Even without detecting the underlying political message of the book, I was transported by its premise. Indeed, all the adults have died. Fortunately, even in their absence, electrical power plants continue to work (So, um, readers who work at power plants? Maybe quit, ’cause, clearly, you don’t really do much). Despite there being light, the kids of the world, especially in the neighborhood of one 10-year-old named Lisa, quickly turn to gangs and warfare and fighting over food. Lisa emerges as a “leader”–if “didactic dictator” is your definition of leadership, although I suppose unreasonable and selfish are instrumental traits to success in a post-apocalyptic society, so if you see a bomb falling, run real fast to the nearest Trump Tower and yell “Take me to The Donald!”
Anyhow, eventually Lisa takes her gang, whom we readers are rooting for (Well played, O.T. Well played), and builds a Kingdom of Happiness in the local high school. She turns the place into a fortress, and they start growing their own food, and then the rival gang leader shoots her in the arm, and then the whole thing ends on an uplifting note, with the implication that Lisa will lead her minions to safe and productive lives under her watch.
Until she turns 12, I suppose.
Then the Kingdom of Happiness is going to need a new leader. And they won’t even be able to bury or burn or eat Lisa’s corpse, what with there not being one. At least they can not find her corpse with the aid of fully-powered 100-watt bulbs, though.
And here’s the thing, and I’m sorry to get honest and straightforward on you at this late point: this post is actually just supposed to tell you about my amazing Christmas Eve, except when I sat down to type, I realized the amazingness of my Christmas Eve needed the preamble of a backstory about how I read books as a kid and this one book in particular.
So now you know enough to understand why, when I laced up my hiking boots during a snowstorm on Christmas Eve and stepped outside for Walkies in the darkness,
I felt like Lisa.
Except with boobies and a mommy.
The clacking world had gone still and silent–hunkering down, staying off the slippery roads, opening presents with family, watching Charlie Brown.

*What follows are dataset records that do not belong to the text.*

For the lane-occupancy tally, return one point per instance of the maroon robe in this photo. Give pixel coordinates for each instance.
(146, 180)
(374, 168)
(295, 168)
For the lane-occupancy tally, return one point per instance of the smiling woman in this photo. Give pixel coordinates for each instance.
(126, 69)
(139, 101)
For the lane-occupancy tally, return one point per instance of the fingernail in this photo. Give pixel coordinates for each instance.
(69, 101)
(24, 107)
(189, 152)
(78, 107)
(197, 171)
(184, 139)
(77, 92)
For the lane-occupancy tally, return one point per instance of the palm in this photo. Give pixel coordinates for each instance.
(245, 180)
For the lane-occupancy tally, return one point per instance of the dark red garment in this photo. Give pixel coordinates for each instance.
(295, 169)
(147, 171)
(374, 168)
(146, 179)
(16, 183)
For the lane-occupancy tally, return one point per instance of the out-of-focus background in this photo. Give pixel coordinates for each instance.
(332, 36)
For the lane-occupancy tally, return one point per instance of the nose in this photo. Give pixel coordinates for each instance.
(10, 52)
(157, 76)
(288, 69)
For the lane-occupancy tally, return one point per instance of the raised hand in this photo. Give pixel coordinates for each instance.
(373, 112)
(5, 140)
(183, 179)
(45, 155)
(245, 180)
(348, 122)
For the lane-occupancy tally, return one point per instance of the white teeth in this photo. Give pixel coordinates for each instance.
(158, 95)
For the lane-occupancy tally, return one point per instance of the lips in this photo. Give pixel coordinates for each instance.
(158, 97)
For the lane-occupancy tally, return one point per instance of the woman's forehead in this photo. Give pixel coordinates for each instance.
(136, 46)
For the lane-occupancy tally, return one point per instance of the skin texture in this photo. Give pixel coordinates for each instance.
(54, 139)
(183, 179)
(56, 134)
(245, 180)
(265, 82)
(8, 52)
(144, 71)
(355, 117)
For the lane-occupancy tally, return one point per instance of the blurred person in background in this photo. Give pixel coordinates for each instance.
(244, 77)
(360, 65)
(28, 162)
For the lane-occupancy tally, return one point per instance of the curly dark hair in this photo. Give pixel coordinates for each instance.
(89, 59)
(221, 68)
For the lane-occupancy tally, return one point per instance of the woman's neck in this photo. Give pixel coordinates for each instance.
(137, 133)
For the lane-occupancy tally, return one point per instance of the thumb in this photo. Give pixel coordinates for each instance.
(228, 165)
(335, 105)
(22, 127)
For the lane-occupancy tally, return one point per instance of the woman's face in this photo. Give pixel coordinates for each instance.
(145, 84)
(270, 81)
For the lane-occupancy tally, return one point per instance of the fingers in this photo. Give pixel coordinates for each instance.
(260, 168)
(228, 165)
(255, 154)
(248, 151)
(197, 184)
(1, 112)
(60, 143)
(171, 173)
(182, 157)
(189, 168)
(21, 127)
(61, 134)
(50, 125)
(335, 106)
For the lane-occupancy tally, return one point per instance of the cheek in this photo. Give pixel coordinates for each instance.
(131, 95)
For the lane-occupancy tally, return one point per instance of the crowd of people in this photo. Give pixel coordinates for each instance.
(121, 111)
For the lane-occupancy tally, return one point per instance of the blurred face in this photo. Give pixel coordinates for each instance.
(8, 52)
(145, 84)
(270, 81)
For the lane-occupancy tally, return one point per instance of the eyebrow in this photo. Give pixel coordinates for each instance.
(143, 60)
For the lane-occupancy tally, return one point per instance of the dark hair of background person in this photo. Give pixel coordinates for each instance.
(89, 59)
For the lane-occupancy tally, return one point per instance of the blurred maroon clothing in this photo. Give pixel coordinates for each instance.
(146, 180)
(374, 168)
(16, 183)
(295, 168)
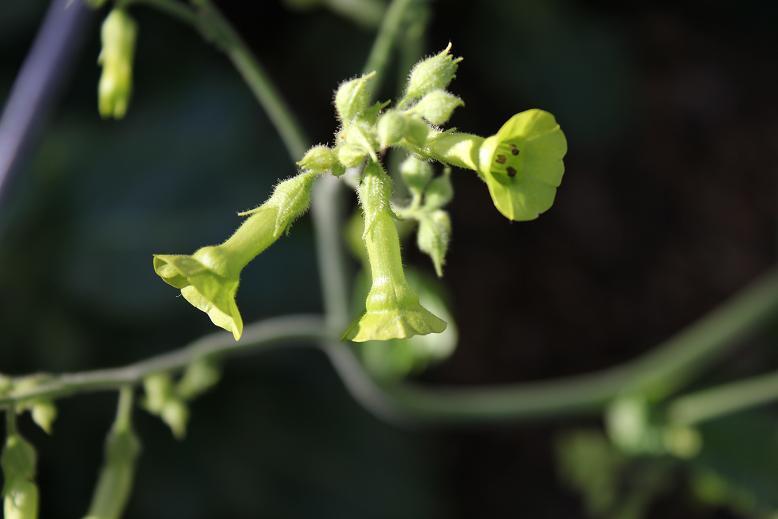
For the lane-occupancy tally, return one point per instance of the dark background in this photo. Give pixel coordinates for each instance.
(667, 207)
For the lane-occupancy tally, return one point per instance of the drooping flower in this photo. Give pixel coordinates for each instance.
(522, 164)
(209, 278)
(392, 308)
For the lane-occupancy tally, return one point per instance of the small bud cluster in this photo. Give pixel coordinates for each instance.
(169, 400)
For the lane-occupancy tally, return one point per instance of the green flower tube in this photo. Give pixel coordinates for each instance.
(20, 493)
(122, 447)
(522, 164)
(209, 278)
(392, 308)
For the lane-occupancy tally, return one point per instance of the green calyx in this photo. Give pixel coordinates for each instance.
(392, 308)
(209, 278)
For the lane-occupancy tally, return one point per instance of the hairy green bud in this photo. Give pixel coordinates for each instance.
(433, 73)
(175, 414)
(159, 389)
(433, 237)
(44, 412)
(318, 159)
(353, 97)
(437, 106)
(439, 192)
(391, 128)
(416, 173)
(118, 34)
(392, 307)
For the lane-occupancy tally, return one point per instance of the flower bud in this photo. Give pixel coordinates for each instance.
(392, 307)
(433, 73)
(118, 37)
(353, 97)
(114, 483)
(416, 173)
(159, 389)
(391, 129)
(209, 278)
(44, 412)
(632, 428)
(21, 499)
(439, 192)
(19, 458)
(433, 237)
(121, 450)
(318, 159)
(437, 106)
(351, 155)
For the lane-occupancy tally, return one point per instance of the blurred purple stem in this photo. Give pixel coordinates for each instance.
(39, 82)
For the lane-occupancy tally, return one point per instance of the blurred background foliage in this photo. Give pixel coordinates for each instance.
(668, 206)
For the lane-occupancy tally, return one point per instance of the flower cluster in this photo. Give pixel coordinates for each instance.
(521, 165)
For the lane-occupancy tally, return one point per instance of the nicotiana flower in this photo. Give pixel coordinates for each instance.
(392, 308)
(522, 164)
(209, 278)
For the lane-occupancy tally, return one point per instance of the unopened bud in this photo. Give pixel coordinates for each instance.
(416, 173)
(118, 36)
(353, 97)
(318, 159)
(433, 73)
(437, 106)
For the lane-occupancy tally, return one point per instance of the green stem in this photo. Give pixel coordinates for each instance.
(660, 371)
(387, 35)
(214, 27)
(10, 420)
(259, 336)
(124, 408)
(719, 401)
(172, 8)
(255, 76)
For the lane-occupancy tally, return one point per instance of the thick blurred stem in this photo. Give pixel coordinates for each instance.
(723, 400)
(39, 81)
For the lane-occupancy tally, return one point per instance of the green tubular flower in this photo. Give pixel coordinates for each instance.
(118, 37)
(392, 307)
(209, 278)
(19, 490)
(521, 164)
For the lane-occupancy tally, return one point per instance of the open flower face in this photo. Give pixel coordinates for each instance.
(522, 164)
(206, 283)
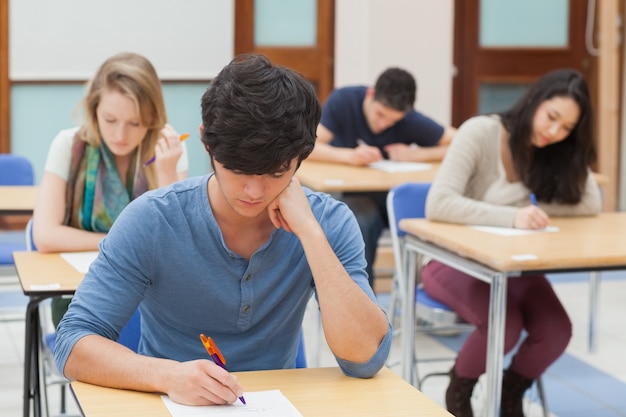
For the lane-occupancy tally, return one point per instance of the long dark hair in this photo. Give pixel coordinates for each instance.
(557, 172)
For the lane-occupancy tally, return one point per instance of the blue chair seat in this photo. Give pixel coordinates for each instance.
(7, 249)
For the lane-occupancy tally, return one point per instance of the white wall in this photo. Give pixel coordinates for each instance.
(417, 35)
(69, 39)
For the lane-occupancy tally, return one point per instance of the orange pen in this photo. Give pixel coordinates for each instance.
(151, 160)
(216, 354)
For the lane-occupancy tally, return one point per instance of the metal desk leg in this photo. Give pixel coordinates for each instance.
(495, 343)
(32, 386)
(408, 317)
(594, 287)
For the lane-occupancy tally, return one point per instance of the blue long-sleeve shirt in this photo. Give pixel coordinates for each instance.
(166, 255)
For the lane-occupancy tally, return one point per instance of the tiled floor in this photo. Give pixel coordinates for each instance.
(579, 384)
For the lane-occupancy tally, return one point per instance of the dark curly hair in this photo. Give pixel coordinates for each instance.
(257, 117)
(557, 172)
(395, 88)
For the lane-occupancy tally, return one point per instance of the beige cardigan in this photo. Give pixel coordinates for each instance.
(471, 185)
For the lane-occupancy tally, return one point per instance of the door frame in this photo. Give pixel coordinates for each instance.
(5, 92)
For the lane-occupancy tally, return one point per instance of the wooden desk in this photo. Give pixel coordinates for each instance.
(17, 200)
(323, 392)
(330, 177)
(582, 243)
(41, 275)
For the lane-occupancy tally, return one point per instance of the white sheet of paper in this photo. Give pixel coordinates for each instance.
(510, 231)
(80, 260)
(261, 403)
(395, 166)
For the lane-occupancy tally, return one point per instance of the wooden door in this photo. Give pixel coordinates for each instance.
(478, 66)
(315, 62)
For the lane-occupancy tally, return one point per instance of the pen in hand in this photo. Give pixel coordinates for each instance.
(151, 160)
(217, 356)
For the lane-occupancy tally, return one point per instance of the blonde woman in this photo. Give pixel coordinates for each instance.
(93, 171)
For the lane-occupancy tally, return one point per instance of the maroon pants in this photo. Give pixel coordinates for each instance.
(531, 305)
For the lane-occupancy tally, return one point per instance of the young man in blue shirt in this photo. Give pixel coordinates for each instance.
(361, 125)
(235, 255)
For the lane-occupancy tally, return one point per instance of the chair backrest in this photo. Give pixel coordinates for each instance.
(16, 170)
(406, 200)
(301, 356)
(28, 234)
(131, 333)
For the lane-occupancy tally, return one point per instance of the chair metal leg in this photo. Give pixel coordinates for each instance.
(542, 397)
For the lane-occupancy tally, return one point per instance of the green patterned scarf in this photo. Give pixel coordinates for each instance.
(96, 194)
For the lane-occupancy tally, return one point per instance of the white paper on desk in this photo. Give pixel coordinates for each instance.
(395, 166)
(80, 260)
(261, 403)
(510, 231)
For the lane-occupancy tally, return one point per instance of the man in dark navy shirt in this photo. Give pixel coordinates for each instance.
(361, 125)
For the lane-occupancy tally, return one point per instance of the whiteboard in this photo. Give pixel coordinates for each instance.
(69, 39)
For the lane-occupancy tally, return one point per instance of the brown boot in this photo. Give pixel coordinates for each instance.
(513, 387)
(459, 394)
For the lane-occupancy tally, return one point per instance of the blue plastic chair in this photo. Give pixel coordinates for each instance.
(14, 170)
(408, 200)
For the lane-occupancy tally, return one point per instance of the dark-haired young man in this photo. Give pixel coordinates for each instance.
(361, 125)
(235, 255)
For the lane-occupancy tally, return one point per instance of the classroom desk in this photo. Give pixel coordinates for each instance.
(41, 275)
(17, 200)
(581, 244)
(330, 177)
(323, 392)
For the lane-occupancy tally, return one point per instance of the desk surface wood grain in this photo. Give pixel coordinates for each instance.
(331, 177)
(323, 392)
(581, 242)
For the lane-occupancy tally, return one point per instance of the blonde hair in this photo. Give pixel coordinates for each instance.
(133, 76)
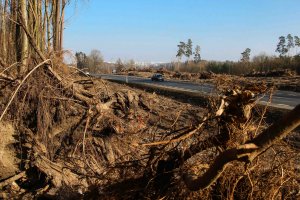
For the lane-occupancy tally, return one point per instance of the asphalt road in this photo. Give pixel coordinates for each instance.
(280, 99)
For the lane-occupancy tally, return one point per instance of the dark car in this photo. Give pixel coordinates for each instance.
(157, 77)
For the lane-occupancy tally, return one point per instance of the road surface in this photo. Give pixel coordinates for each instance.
(280, 99)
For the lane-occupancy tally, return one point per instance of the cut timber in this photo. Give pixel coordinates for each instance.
(246, 152)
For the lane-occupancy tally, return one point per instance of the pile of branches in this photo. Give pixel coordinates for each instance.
(81, 138)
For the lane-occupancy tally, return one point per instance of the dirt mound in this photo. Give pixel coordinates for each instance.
(8, 155)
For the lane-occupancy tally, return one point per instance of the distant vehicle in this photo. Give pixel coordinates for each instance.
(157, 77)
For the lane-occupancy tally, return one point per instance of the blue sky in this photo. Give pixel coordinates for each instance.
(149, 30)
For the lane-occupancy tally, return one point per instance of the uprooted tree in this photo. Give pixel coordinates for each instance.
(84, 136)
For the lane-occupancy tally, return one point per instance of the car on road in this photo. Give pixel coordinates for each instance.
(157, 77)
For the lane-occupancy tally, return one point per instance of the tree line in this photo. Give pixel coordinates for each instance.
(29, 24)
(288, 59)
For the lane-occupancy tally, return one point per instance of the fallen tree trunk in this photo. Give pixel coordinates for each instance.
(246, 152)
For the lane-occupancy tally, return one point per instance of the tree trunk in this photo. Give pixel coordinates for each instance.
(246, 152)
(3, 27)
(24, 42)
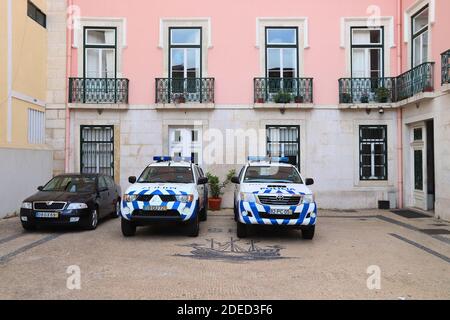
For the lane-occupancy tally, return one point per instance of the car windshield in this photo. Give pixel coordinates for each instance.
(71, 184)
(167, 175)
(272, 174)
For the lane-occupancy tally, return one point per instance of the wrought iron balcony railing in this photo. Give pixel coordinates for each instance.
(184, 90)
(98, 90)
(366, 90)
(446, 67)
(283, 90)
(387, 90)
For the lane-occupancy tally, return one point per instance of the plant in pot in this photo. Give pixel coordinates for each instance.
(216, 188)
(299, 99)
(283, 97)
(382, 95)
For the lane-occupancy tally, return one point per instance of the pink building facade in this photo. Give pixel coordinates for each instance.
(356, 93)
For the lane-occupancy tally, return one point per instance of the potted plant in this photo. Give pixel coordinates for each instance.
(299, 99)
(382, 95)
(283, 97)
(364, 98)
(216, 189)
(346, 98)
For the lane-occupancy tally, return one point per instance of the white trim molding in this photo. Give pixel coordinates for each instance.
(301, 22)
(415, 7)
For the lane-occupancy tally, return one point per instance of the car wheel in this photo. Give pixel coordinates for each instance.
(116, 213)
(93, 221)
(29, 226)
(128, 228)
(308, 233)
(241, 230)
(193, 227)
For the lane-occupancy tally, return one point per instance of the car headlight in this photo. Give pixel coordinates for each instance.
(308, 198)
(27, 205)
(248, 197)
(77, 206)
(130, 197)
(185, 198)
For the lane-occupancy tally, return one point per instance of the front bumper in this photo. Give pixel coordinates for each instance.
(136, 211)
(66, 217)
(257, 214)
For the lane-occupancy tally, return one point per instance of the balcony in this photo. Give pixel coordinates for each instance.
(446, 68)
(189, 93)
(287, 91)
(98, 91)
(415, 83)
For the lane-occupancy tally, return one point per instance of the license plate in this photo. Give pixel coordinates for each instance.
(155, 208)
(47, 215)
(281, 212)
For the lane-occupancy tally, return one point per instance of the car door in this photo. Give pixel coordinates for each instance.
(103, 197)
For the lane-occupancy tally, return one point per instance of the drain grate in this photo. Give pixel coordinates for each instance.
(435, 231)
(409, 214)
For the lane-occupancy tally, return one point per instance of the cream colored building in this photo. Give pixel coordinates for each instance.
(25, 159)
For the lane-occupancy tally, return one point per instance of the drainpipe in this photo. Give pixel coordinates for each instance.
(399, 110)
(68, 74)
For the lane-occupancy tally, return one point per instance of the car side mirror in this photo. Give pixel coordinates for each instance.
(132, 180)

I stepped off the porch and was immediately enveloped by the sensation of being the only person left alive on the planet.
I waded through the drifts and slush, feeling my heels rub against the stiffness of my boots, my glasses fogging with drops of precipitation. Obscured vision closed me even more inside myself, inside a place where it was quiet. Peaceful.
I walked for an hour:
No car lights dilated my pupils. No tires splashed past me. No dog walkers grunted hello.
Christmas decorations sparkled on every block. There wasn’t a corpse in sight.
And I was all alone, smiling, humming, owning my city of solitude.